Matsuda also skilfully distils the essence of place and people by connecting ancient oral traditions with more recent events, showing change but also demonstrating certain continuities. Great culture heroes, revolutionaries as well as saints, such as Rizal and Catarina de San Juan, epitomize indigenous values, attachment to place, and identity. Gifted writers of the present like Hau’ofa, Subramani and Grace have continued to do the same, telling truth through fiction and poetry.
The politics of the Western ideal state saw the political and criminal rejects of Britain and France transported as convicts to serve prison terms in distant Australia and New Caledonia in the late eighteenth and nineteenth centuries. Today, refugees, a.k.a. possible terrorists from the Middle East, risk long voyages in leaking vessels, not unlike the ships of the original convicts, but end up in crowded detention camps in Indonesia or, worse, sent by the Australian government to the hot, scoured atoll of Nauru to await protracted “processing.” Pacific Worlds presents all sides of such difficult contemporary issues yet allows us to make the moral judgement, a judgement more measured once we understand the complexity.
When Pacific Worlds is reprinted I, as a teacher, hope the author will add a table of places and dates as an appendix because this kaleidoscope of stories of people and places can lose the novice reader. Being able to see at a glance relative events across a time span would add to what is already an extraordinary history.
The book ends with a thoughtful Afterword. In relation to the rest of Oceania and certainly the continents whose littorals are washed by that great sea, the small islands of Kiribati may seem “remote,” and “vulnerable” but, as Matsuda shows, they too were and are sites of trans-localism. Many paths, peoples, politics and processes have touched them. Of course to the i-Kiribati, the atolls are home and never remote. With global warming Kiribati has become to many an emblem of the apparently inescapable fate of all such low-lying atolls. Those in high places may well expect these people to fade away or be absorbed by other countries.
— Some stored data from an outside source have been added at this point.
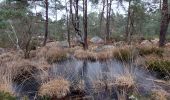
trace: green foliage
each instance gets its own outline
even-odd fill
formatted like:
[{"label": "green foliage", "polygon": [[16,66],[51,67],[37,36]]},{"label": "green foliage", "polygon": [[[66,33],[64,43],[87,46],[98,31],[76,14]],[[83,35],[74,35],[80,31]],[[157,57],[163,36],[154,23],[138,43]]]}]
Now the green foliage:
[{"label": "green foliage", "polygon": [[43,96],[43,97],[40,97],[39,100],[51,100],[51,97],[49,97],[49,96]]},{"label": "green foliage", "polygon": [[147,68],[157,72],[158,78],[170,78],[170,61],[168,60],[149,60],[146,62]]},{"label": "green foliage", "polygon": [[0,99],[1,100],[17,100],[16,97],[12,96],[9,93],[5,93],[5,92],[0,92]]}]

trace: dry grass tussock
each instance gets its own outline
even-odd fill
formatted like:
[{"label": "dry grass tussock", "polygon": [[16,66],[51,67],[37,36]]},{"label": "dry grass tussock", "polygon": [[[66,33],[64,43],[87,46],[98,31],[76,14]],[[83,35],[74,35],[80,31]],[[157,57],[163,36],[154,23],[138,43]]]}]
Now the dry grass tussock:
[{"label": "dry grass tussock", "polygon": [[133,47],[120,47],[113,51],[113,56],[120,61],[132,61],[136,57],[136,52]]},{"label": "dry grass tussock", "polygon": [[113,58],[113,52],[111,50],[104,50],[97,53],[97,59],[99,61],[106,61]]},{"label": "dry grass tussock", "polygon": [[63,78],[54,79],[43,83],[38,92],[40,96],[62,98],[70,92],[70,83]]},{"label": "dry grass tussock", "polygon": [[0,92],[13,94],[12,86],[9,84],[0,84]]},{"label": "dry grass tussock", "polygon": [[0,92],[14,95],[11,76],[11,71],[5,69],[4,66],[0,66]]},{"label": "dry grass tussock", "polygon": [[49,48],[46,54],[49,63],[60,62],[67,59],[67,52],[61,48]]},{"label": "dry grass tussock", "polygon": [[1,75],[0,80],[1,80],[0,92],[5,92],[5,93],[9,93],[11,95],[14,95],[14,91],[12,88],[12,80],[10,78],[7,78],[4,75]]},{"label": "dry grass tussock", "polygon": [[168,100],[168,93],[162,89],[154,89],[152,90],[151,98],[153,100]]},{"label": "dry grass tussock", "polygon": [[105,82],[101,81],[101,80],[95,80],[92,82],[92,84],[93,84],[94,92],[96,92],[96,93],[102,92],[106,88]]},{"label": "dry grass tussock", "polygon": [[36,50],[36,58],[40,59],[40,58],[45,57],[46,54],[47,54],[48,49],[49,48],[47,48],[47,47],[41,47],[41,48],[37,49]]},{"label": "dry grass tussock", "polygon": [[95,61],[97,59],[96,53],[92,51],[84,51],[82,49],[76,50],[74,56],[80,60]]},{"label": "dry grass tussock", "polygon": [[114,81],[114,87],[116,89],[118,100],[127,100],[128,94],[134,92],[134,77],[130,74],[118,76]]},{"label": "dry grass tussock", "polygon": [[155,54],[157,56],[162,57],[164,53],[164,49],[159,48],[157,46],[137,46],[139,51],[139,55],[146,56],[150,54]]},{"label": "dry grass tussock", "polygon": [[22,59],[22,54],[19,54],[18,52],[3,53],[0,55],[0,64],[19,59]]},{"label": "dry grass tussock", "polygon": [[48,63],[60,62],[67,59],[67,50],[60,47],[42,47],[37,50],[36,59],[44,58]]},{"label": "dry grass tussock", "polygon": [[38,70],[37,66],[34,66],[31,61],[25,59],[8,62],[6,67],[14,81],[22,81],[35,73],[35,70]]},{"label": "dry grass tussock", "polygon": [[114,85],[116,87],[129,89],[135,85],[135,81],[132,75],[127,74],[116,77]]},{"label": "dry grass tussock", "polygon": [[1,65],[1,73],[11,75],[11,79],[16,82],[22,82],[29,77],[36,77],[35,73],[45,72],[49,64],[44,60],[31,61],[28,59],[16,59]]}]

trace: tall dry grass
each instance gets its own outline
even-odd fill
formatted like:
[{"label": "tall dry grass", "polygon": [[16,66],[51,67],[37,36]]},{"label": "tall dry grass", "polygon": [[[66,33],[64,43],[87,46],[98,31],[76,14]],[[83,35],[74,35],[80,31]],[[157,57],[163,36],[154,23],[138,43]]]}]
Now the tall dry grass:
[{"label": "tall dry grass", "polygon": [[45,83],[39,88],[40,96],[50,96],[55,99],[65,97],[70,92],[70,83],[64,78],[54,79]]},{"label": "tall dry grass", "polygon": [[168,100],[169,93],[162,89],[153,89],[151,98],[153,100]]},{"label": "tall dry grass", "polygon": [[76,50],[74,53],[74,56],[80,60],[89,60],[89,61],[97,60],[96,53],[89,51],[89,50],[86,50],[86,51],[84,51],[82,49]]}]

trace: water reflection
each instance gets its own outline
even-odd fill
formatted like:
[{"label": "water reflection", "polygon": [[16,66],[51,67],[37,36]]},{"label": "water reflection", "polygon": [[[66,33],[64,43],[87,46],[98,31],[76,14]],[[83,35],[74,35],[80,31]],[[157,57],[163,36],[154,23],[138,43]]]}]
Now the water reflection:
[{"label": "water reflection", "polygon": [[[83,96],[90,96],[91,99],[95,100],[117,99],[114,88],[110,89],[106,84],[115,80],[116,77],[126,74],[131,74],[134,77],[135,84],[141,94],[145,95],[154,85],[153,81],[148,80],[154,79],[154,77],[146,70],[132,64],[123,64],[115,60],[89,62],[87,60],[79,61],[76,59],[70,59],[61,63],[53,64],[49,69],[50,78],[64,77],[70,81],[71,95],[77,94],[78,92],[75,92],[77,89],[79,90],[79,93],[84,93]],[[94,89],[94,82],[98,81],[103,82],[105,87],[101,91],[96,92]],[[32,82],[34,83],[36,80],[32,80]],[[34,87],[34,85],[38,86],[37,84],[33,84],[32,87],[34,89],[29,89],[32,91],[37,90],[38,88]],[[27,85],[24,84],[24,86]],[[20,92],[28,92],[29,89],[25,89],[26,88],[22,87]],[[29,90],[29,92],[31,90]]]}]

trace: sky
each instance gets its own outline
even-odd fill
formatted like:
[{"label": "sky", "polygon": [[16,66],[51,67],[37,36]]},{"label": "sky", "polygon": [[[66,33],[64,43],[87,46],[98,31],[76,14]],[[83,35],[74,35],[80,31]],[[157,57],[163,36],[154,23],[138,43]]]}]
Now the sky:
[{"label": "sky", "polygon": [[[4,0],[0,0],[0,2],[2,2]],[[63,5],[65,5],[65,1],[67,0],[61,0],[61,3]],[[42,1],[36,1],[35,3],[31,3],[31,5],[33,5],[33,8],[31,9],[31,11],[33,13],[42,13],[43,17],[45,17],[45,9],[43,7],[40,7],[38,4],[40,4],[40,2]],[[79,5],[81,6],[82,5],[82,2],[79,3]],[[123,5],[124,5],[124,8],[122,6],[118,6],[117,5],[117,1],[113,1],[112,2],[112,9],[115,13],[120,13],[120,14],[125,14],[128,8],[128,4],[127,2],[123,2]],[[69,8],[69,7],[68,7]],[[90,2],[88,2],[88,7],[87,7],[87,10],[88,10],[88,13],[91,13],[91,12],[97,12],[99,13],[102,9],[102,4],[99,3],[97,6],[92,6],[92,4]],[[49,18],[51,20],[60,20],[63,15],[66,14],[66,11],[65,10],[60,10],[60,11],[54,11],[54,9],[49,9]],[[82,12],[80,12],[80,14],[82,15]],[[57,15],[57,16],[56,16]]]},{"label": "sky", "polygon": [[[39,2],[37,1],[36,3],[38,4]],[[38,6],[37,4],[34,4],[34,7],[31,9],[31,11],[34,12],[34,13],[40,13],[41,12],[42,15],[45,17],[45,9]],[[62,4],[63,5],[66,4],[65,0],[62,0]],[[80,2],[79,5],[82,5],[82,2]],[[118,6],[116,1],[113,1],[112,9],[115,13],[125,14],[126,10],[128,8],[128,4],[127,4],[127,2],[123,2],[123,5],[124,5],[125,9],[123,9],[122,6]],[[88,2],[88,7],[87,7],[88,13],[91,13],[91,12],[99,13],[101,11],[101,9],[102,9],[101,3],[99,3],[97,6],[94,7],[94,6],[92,6],[92,4],[90,2]],[[57,14],[56,14],[56,11],[49,9],[49,18],[52,19],[53,21],[55,19],[57,19],[57,20],[61,19],[64,14],[66,14],[65,9],[60,10],[60,11],[58,10]],[[80,12],[80,14],[82,15],[82,12]],[[56,15],[57,15],[57,18],[56,18]]]}]

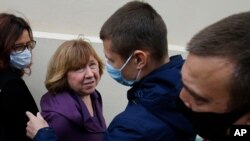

But the i-Kiribati are resilient. In 2008 they set up the world’s largest maritime reserve in their waters. To them, conservation means more than development through selling the fishery. Since this book’s publication the Cook Islands have much done the same, with 1.065 million square kilometres (411,000 square miles) of maritime reserve with a large core area where no fishing will be permitted. Prime Minister Puna captured Oceania’s essence: “We are not small Pacific island states. We are large ocean island states.” These states show their belief in themselves and the rest of the world. All they ask is global responsibility to reduce greenhouse emissions. So, as he has done throughout this book, Matt Matsuda makes us think right to the last page. Not a bad result for any historian.